Khan has been an ally of Mamdani’s, praising him in a New York Instances op-ed about his outreach to small enterprise homeowners. However her appointment to a proper position on his transition group sends a message to Wall Avenue and the tech business, whose strongest gamers have already been vital of Mamdani, a Democratic socialist who ruffled the feathers of the tech elite by criticizing billionaires and proposing a 2% tax of incomes over $1 million.
“What we noticed final evening was New Yorkers not simply electing a brand new mayor, however clearly rejecting a politics the place outsized company energy and cash too usually find yourself dictating our politics,” Khan stated in a speech on Wednesday.

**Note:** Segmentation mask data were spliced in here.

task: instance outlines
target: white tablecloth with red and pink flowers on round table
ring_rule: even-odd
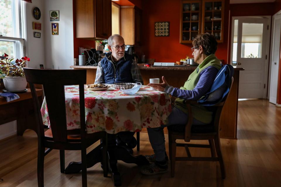
[[[78,85],[65,86],[67,129],[80,128]],[[160,127],[168,123],[171,100],[165,92],[141,86],[134,95],[123,94],[113,87],[105,91],[85,88],[85,120],[87,133],[106,131],[141,131],[143,127]],[[41,108],[43,123],[50,127],[46,99]]]

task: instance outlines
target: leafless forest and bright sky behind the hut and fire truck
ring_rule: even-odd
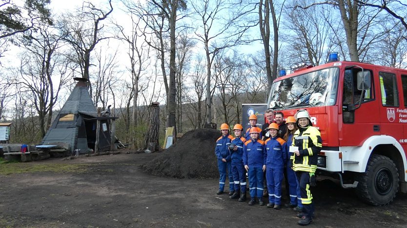
[[[403,0],[103,0],[57,11],[0,1],[0,122],[39,143],[74,86],[112,105],[116,134],[140,148],[151,102],[160,134],[240,123],[278,70],[341,60],[407,67]],[[54,12],[55,11],[55,12]]]

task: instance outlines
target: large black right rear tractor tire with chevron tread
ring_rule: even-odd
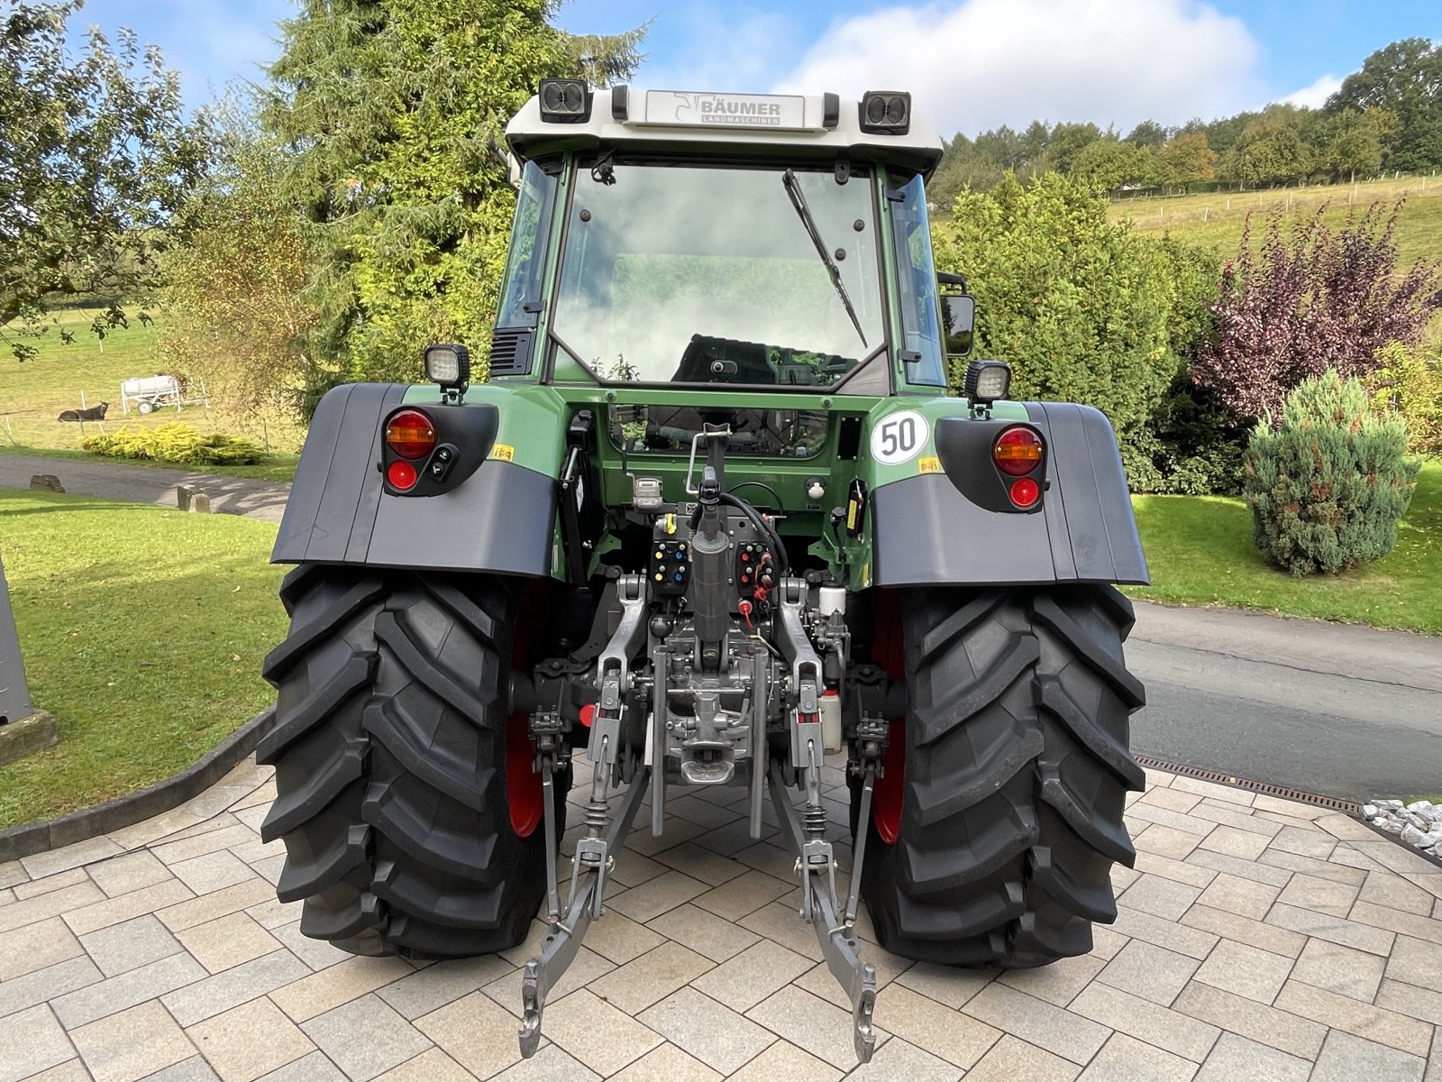
[[[903,649],[880,628],[877,659],[904,654],[907,716],[862,871],[878,942],[950,965],[1086,954],[1092,922],[1116,919],[1112,864],[1135,860],[1125,796],[1145,783],[1128,750],[1145,703],[1122,658],[1131,603],[1076,586],[916,590],[897,607]]]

Khan described Mamdani’s victory as “a transparent mandate for change the place New Yorkers can get forward, and the place all employees and small companies can thrive — not simply get by.”
Airbnb co-founder Joe Gebbia, in addition to traders like Invoice Ackman and Mike Bloomberg, every spent thousands and thousands of {dollars} to oppose Mamdani and advocate for former New York governor Andrew Cuomo, who completed second within the polls. DoorDash additionally gave $1 million to a pro-Cuomo tremendous PAC. Mamdani’s platform, nevertheless, advocated for elevated regulation of supply apps and protections for his or her subcontracted gig employees.

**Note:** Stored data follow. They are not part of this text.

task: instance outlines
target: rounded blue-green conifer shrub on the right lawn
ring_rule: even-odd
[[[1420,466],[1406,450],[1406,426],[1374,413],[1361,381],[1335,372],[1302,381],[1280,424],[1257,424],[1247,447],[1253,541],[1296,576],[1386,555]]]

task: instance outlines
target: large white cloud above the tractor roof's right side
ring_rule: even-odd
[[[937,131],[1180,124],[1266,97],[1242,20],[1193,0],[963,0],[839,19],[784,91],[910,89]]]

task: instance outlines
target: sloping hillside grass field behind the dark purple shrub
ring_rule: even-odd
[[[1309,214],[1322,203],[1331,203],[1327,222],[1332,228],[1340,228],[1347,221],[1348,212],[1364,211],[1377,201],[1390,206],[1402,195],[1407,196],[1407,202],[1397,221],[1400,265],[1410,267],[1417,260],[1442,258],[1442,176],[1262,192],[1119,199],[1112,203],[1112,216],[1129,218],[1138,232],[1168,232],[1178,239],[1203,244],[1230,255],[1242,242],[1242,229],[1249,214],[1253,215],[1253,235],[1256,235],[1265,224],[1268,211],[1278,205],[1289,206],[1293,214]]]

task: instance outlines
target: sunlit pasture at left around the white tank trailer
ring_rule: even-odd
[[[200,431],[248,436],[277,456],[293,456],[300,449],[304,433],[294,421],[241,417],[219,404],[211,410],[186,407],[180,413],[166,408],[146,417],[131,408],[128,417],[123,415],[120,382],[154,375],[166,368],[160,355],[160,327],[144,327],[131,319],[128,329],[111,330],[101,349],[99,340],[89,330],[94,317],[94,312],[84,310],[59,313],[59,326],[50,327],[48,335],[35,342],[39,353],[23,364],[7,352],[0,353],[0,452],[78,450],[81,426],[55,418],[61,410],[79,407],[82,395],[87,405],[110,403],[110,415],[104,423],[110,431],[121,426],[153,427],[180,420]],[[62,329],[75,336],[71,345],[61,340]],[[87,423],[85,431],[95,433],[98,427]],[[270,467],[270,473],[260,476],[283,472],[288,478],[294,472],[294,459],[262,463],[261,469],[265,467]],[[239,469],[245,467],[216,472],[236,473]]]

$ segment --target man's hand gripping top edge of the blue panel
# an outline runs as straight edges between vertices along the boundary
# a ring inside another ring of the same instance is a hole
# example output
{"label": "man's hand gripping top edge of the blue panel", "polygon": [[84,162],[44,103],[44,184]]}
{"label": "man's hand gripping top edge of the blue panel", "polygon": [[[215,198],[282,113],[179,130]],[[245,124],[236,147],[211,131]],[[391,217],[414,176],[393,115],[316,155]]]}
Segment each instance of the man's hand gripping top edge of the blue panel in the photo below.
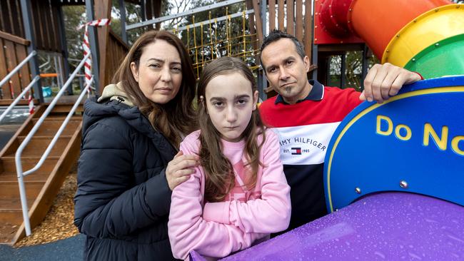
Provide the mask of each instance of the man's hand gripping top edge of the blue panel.
{"label": "man's hand gripping top edge of the blue panel", "polygon": [[414,83],[420,79],[418,73],[394,66],[391,63],[375,64],[365,76],[364,91],[360,94],[359,99],[383,103],[391,96],[395,96],[404,84]]}

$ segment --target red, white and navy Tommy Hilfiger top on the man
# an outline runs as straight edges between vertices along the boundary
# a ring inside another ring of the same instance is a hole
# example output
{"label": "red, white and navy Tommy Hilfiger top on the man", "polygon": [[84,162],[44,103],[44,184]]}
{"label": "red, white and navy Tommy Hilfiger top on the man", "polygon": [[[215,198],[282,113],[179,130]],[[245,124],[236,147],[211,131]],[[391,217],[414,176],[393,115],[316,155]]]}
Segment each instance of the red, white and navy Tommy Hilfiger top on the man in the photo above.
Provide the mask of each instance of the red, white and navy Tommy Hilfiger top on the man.
{"label": "red, white and navy Tommy Hilfiger top on the man", "polygon": [[360,93],[352,88],[309,83],[310,93],[295,104],[275,96],[259,106],[261,118],[278,134],[281,145],[283,170],[291,186],[289,229],[326,215],[323,163],[328,143],[343,118],[360,103]]}

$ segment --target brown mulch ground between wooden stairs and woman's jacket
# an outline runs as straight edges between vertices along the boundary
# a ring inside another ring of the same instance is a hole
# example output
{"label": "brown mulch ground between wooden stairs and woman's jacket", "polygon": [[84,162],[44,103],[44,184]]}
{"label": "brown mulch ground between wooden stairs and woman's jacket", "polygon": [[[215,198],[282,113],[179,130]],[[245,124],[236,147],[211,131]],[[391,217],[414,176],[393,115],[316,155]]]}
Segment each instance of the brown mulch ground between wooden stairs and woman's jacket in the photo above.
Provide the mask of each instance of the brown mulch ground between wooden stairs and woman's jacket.
{"label": "brown mulch ground between wooden stairs and woman's jacket", "polygon": [[61,185],[54,204],[51,206],[44,221],[32,230],[31,236],[24,237],[14,247],[39,245],[79,234],[79,231],[73,224],[73,198],[77,188],[76,176],[77,170],[76,166],[74,166],[66,177],[66,180],[64,180],[63,185]]}

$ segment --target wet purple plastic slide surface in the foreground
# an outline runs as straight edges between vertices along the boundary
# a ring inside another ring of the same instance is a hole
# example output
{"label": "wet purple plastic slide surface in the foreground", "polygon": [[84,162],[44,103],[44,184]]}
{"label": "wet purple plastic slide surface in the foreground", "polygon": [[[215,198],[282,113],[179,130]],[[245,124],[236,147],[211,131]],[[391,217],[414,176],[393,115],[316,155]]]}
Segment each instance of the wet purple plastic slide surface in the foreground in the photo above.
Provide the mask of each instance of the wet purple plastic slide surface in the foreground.
{"label": "wet purple plastic slide surface in the foreground", "polygon": [[464,260],[464,208],[414,193],[368,195],[222,260]]}

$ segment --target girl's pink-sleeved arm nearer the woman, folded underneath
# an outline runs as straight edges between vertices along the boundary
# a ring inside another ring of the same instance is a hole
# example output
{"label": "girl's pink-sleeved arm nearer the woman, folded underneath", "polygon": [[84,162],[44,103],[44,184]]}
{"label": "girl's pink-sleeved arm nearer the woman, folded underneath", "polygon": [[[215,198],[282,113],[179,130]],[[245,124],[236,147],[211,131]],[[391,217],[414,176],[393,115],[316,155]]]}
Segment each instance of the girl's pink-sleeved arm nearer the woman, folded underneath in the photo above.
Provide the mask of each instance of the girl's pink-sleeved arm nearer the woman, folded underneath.
{"label": "girl's pink-sleeved arm nearer the woman, folded underneath", "polygon": [[[187,139],[187,138],[186,138]],[[185,155],[193,154],[184,142],[181,150]],[[173,256],[185,260],[191,250],[209,257],[225,257],[231,252],[250,247],[251,243],[264,235],[246,233],[234,225],[203,220],[202,174],[196,173],[174,188],[171,197],[168,232]]]}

Like Mamdani, Khan has enemies in excessive locations. As an outspoken critic of tech giants like Amazon, Microsoft, Meta, and Google, Khan moved to dam numerous high-profile tech mergers throughout her tenure within the Biden administration. When these actions failed, many in Silicon Valley nonetheless held Khan accountable for slowing down the movement of acquisition offers.
Even those that supported the Biden-Harris presidential ticket, like LinkedIn co-founder Reid Hoffman and billionaire investor Vinod Khosla, had been public about their criticisms of Khan; in an interview with TechCrunch editor-in-chief Connie Loizos final 12 months, Khosla described Khan as “not a rational human being.”
Khan, a professor at Columbia Regulation College, is described as “the nation’s main antimonopoly champion” on Mamdani’s transition website.
Along with Khan, the opposite three co-chairs embrace Grace Bonilla, president and CEO of the non-profit United Method of New York Metropolis; Maria Torres-Springer, the previous first deputy mayor of New York Metropolis; and Melanie Hartzog, president and CEO of the non-profit New York Foundling.
The 4 can be led by Elana Leopold, an advisor to Mamdani’s marketing campaign who held numerous senior roles throughout the de Blasio mayoral administration.